When a Van Beats a Pickup
The Ford Transit 150 proves why small commercial vans beat pickup trucks in cargo-hauling practicality.
As a utilitarian tool, the 2021 Great American Pickup truck has some fundamental flaws. Its open bed jeopardizes any cargo that’s valuable (exposing your payload to the world) or not waterproof. Worse, however, is the pickup’s steadily escalating tailgate-to-ground height. This, of course, is a result of side-impact standards and the market’s preference for 4-wheel drive.

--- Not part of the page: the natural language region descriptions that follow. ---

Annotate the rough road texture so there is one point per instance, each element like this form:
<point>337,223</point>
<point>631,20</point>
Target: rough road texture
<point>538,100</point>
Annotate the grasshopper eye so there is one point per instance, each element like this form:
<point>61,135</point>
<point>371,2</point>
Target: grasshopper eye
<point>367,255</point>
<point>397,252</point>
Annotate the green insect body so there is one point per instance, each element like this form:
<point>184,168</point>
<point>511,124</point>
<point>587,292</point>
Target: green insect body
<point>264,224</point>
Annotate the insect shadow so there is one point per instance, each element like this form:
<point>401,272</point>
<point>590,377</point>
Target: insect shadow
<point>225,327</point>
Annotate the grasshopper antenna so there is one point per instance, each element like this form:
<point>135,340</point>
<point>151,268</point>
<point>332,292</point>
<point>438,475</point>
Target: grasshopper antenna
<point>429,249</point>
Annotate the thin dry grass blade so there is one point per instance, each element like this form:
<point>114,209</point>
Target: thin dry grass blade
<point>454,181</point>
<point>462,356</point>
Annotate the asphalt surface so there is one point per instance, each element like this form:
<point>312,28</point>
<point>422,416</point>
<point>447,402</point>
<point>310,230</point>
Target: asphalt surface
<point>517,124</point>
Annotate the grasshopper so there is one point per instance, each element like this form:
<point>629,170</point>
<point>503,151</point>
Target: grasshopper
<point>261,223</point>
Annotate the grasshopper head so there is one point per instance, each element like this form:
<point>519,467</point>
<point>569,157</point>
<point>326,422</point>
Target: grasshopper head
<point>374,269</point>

Rolling or lifting large and heavy items up onto the tailgate and into even a 2wd pickup bed has become a daunting task requiring two or three people. Their tailgate-to-ground dimensions have risen to impractical heights. In the case of Ford, a Ranger XLT’s gate is 33.2 inches (843 mm) above pavement. The new F-150’s gate towers 33.9 inches (861 mm) above. That’s why when you need to transport, as I did recently, an apartment’s worth of couches, beds and refrigerators, and a 350-pound (159-kg) vintage motorcycle, a Ford Transit Cargo van beats an open-bed vehicle every time.
The short-wheelbase Transit 150 LR that faultlessly served me offered a mercifully low, 28.9-in. (734 mm) load-floor height. This made rolling the bike inside a one-person job. Past-generation pickups used to be this easy! Handy D-rings behind the Transit’s seats enabled a rapid tie-down. The Transit also gobbled the home furnishings and appliances far easier than a pickup could, thanks to its large, sliding side door.
Ford’s 3.5-L gas V6, 10-speed automatic and 3.73 drive axle delivered ample grunt (SAE-rated 262 lb-ft) and 19.2-mpg efficiency for my long-distance haulage. Yes, the box is a bit boomy on the highway. But my back and my secure, dry cargo compensated nicely.